In most regions yes. The current E6 supports Wi-Fi connection, but retailers usually ship it without the Wi-Fi Connect dongle. You add Wi-Fi Connect to a special port on the machine, connect it to your home network, then pair the J.O.E. app. At that point you can trigger drinks, create favorites, and see maintenance prompts in the app. If remote control matters to you, plan on the cost of the Wi-Fi accessory alongside the machine.
How good is the espresso from Jura E6 compared to a manual machine?
E6 is a super automatic, so it trades some top end potential for consistency and speed. With the Professional Aroma Grinder and P.E.P. pulse extraction, short shots are clean, balanced, and repeatable when you use sensible volumes. You do not get the dense, syrupy texture that a well dialed 58 mm manual setup can produce with a great grinder and a careful puck prep. You do get a stable, drinkable result every morning without any of the barista ceremony. For medium and medium dark blends, that trade off is usually worth it in a kitchen.
Can I control milk temperature and texture on the Jura E6?
Milk texture on the E6 is mostly fixed by the Easy Cappuccino frother. It is tuned for dry, fine bubbled cappuccino foam, not the glossy microfoam you would stretch by hand for latte art. You can control how much milk foam a drink uses and you can influence mouthfeel by using colder milk and a higher fat content, but there is no barista style steam wand or texture slider. If manual milk control is important to you, a machine with a proper steam wand or a higher end Jura with a more advanced milk system will be a better match.
What beans work best in the Jura E6’s grinder and brew unit?
E6 is happiest with medium and medium dark espresso blends that are not oily. Oily beans can coat the chute and cause feeding issues in any super automatic. Very light roasts can be used if you keep espresso volumes short and strength high, though you will be working at the edge of what a compact brew chamber likes. A balanced medium roast will let the Professional Aroma Grinder and P.E.P. show their strengths without pushing the platform outside its comfort zone.
How often do I need to clean and descale the Jura E6?
The machine decides based on usage and whether you are using a CLEARYL Smart+ filter. Daily, you empty the grounds bin and drip tray when prompted and run the milk system rinse after your last milk drink. Periodically, the E6 will ask for a “clean” cycle using a Jura cleaning tablet and a descale cycle using Jura descaler, with timing influenced by water hardness and filter use. As long as you accept the prompts and use the recommended consumables, you do not have to track a manual schedule.
How does Jura E6 compare to Philips 5400 LatteGo or De’Longhi Dinamica Plus?
Philips 5400 LatteGo and De’Longhi Dinamica Plus both offer broader milk menus and very easy milk cleanup, especially Philips with its two piece LatteGo carafe.
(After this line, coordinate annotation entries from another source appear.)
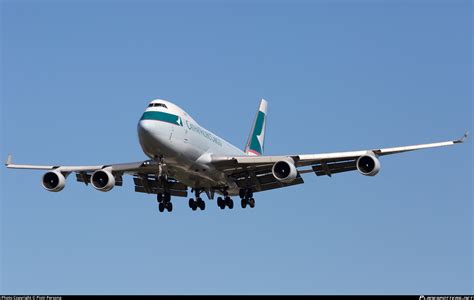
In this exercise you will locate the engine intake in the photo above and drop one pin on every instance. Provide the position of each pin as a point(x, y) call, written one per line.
point(103, 180)
point(53, 181)
point(285, 171)
point(368, 165)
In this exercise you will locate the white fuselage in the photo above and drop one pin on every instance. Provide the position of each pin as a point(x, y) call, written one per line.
point(169, 133)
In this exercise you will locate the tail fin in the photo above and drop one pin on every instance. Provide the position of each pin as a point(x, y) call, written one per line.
point(257, 134)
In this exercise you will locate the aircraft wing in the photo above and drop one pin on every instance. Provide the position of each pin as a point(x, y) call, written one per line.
point(256, 171)
point(145, 175)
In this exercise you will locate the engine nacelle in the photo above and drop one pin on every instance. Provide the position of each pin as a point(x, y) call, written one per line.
point(103, 180)
point(53, 181)
point(368, 165)
point(285, 171)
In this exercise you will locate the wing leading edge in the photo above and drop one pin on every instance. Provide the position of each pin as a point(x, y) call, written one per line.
point(252, 171)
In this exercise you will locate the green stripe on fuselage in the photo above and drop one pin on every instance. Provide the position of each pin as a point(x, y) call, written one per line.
point(162, 116)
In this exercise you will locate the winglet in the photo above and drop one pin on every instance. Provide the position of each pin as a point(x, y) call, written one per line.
point(461, 140)
point(9, 160)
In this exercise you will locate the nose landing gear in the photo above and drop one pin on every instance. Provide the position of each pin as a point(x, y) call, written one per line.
point(247, 198)
point(164, 202)
point(198, 203)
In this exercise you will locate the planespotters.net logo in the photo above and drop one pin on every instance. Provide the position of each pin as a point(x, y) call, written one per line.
point(422, 297)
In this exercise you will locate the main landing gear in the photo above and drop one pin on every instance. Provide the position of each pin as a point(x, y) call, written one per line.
point(164, 202)
point(247, 198)
point(227, 201)
point(198, 203)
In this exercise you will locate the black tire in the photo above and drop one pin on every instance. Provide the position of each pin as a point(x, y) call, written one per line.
point(252, 202)
point(230, 202)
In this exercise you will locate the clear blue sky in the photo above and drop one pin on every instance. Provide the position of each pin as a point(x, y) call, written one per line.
point(354, 75)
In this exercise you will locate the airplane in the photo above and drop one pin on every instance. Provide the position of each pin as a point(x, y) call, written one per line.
point(182, 155)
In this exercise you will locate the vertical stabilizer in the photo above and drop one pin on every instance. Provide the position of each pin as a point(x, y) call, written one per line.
point(257, 134)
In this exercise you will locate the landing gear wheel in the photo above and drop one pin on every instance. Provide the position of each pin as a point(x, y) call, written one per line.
point(252, 202)
point(192, 204)
point(202, 205)
point(220, 203)
point(229, 202)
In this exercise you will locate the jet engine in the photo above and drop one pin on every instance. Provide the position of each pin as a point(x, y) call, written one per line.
point(103, 180)
point(53, 181)
point(368, 165)
point(285, 171)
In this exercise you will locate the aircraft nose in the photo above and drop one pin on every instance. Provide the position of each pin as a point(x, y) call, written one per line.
point(145, 126)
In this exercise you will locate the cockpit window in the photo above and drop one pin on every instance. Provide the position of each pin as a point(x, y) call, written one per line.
point(157, 105)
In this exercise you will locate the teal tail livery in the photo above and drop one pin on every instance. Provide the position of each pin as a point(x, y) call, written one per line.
point(257, 134)
point(183, 155)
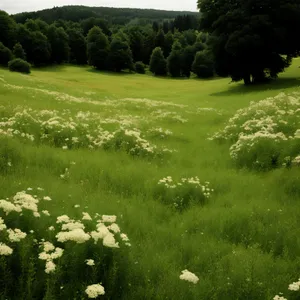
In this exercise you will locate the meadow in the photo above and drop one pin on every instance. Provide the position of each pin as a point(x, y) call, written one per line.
point(146, 150)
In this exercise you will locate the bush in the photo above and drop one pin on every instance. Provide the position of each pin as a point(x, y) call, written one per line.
point(5, 55)
point(140, 67)
point(66, 260)
point(266, 134)
point(158, 64)
point(19, 52)
point(180, 195)
point(19, 65)
point(203, 65)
They also bring more latte focused recipes. Jura E6 focuses tighter on espresso, long coffee, and cappuccino, and leans into extraction quality and a strong maintenance story with CLEARYL Smart+ and a sealed brew unit. If your household lives on iced and milky drinks, Philips or De’Longhi may feel more flexible. If you want a cleaner counter, fewer visible parts, and a cappuccino first Jura experience, E6 is the smarter fit.
Is the Jura E6 worth it compared to just jumping straight to the E8?
That depends on your drink habits. If you mainly drink espresso, coffee, and cappuccino, E6 gets you Jura’s grinder, P.E.P., and cleaning system at a lower price, especially when discounted to the $1,599 to $1,799 band. If your household wants one touch flat white, latte macchiato, and a richer milk menu, the E8 earns the extra spend. The smart move is to write down what you actually drink in a week. If cappuccino and black coffee dominate, E6 is the efficient choice. If milk drinks dominate, the E8 is more future proof.